# Daughter takes Dad fishing - Smack Down



## SPLMAX SAM (Jul 10, 2010)

Daughter took me fishing on a lake connected to a river in south east Ohio. This RONA thing had everyone going stir crazy. So we loaded up the cars and went fishing. 
River was fast so we concentrated on the lake. 
We banked and pier fished using worms, leaches, maggots, corn and chicken liver. The bite was good ! We got a mix bag of exceptional size fish. 

With much regret I did not run much video / will do next time.

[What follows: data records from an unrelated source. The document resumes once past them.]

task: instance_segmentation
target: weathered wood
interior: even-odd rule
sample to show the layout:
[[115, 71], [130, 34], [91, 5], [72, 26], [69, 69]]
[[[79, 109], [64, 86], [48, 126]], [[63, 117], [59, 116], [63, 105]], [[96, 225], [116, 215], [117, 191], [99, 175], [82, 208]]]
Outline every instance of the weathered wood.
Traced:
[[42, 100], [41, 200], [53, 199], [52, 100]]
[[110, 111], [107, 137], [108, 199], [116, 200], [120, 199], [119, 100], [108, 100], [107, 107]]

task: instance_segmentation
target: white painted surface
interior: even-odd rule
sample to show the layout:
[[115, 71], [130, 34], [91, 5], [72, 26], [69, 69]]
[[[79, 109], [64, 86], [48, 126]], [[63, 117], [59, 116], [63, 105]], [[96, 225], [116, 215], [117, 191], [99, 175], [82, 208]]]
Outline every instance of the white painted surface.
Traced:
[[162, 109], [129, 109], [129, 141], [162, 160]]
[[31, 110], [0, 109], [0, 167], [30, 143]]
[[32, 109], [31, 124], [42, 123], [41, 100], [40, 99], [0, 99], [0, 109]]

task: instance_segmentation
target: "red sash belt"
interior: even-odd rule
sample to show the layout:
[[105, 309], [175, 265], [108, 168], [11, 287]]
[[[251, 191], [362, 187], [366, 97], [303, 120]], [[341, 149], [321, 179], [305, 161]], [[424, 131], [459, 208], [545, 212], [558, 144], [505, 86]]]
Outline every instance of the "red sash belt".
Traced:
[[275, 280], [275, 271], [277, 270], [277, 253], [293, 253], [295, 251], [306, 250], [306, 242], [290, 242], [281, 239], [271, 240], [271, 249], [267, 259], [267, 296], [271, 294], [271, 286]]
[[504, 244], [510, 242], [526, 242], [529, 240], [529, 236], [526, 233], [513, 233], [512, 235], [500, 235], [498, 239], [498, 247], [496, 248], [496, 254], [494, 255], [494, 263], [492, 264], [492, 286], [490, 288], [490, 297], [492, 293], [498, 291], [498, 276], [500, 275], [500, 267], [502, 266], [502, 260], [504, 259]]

Sent from my iPhone using Tapatalk


----------



## jdl447 (May 16, 2018)

Wow nice fish!


----------



## polebender (Oct 29, 2011)

Looks like a fun multi-species outing! Nice fish!


----------



## WETSHIRT (Jun 29, 2012)

I think that first one is the pet I released a few years ago.


----------



## bountyhunter (Apr 28, 2004)

thats a hand full of gill .


----------



## ristorap (Mar 6, 2013)

Its a good thing to have you're daughter do the fish smack down on you. She wants to go fishing with you.


----------



## Saugeyefisher (Jul 19, 2010)

If I could find gills that size on a consistant basis I dont think I'd ever fish for anything else!!!!


----------



## alan farver (Apr 9, 2005)

great catches


----------



## percidaeben (Jan 15, 2010)

All I can say is WOW!


----------



## Snyd (May 5, 2004)

Awesome fish and best of all fishing with your daughter. I remember when my daughter used to go with me when she was younger - I miss those days.


----------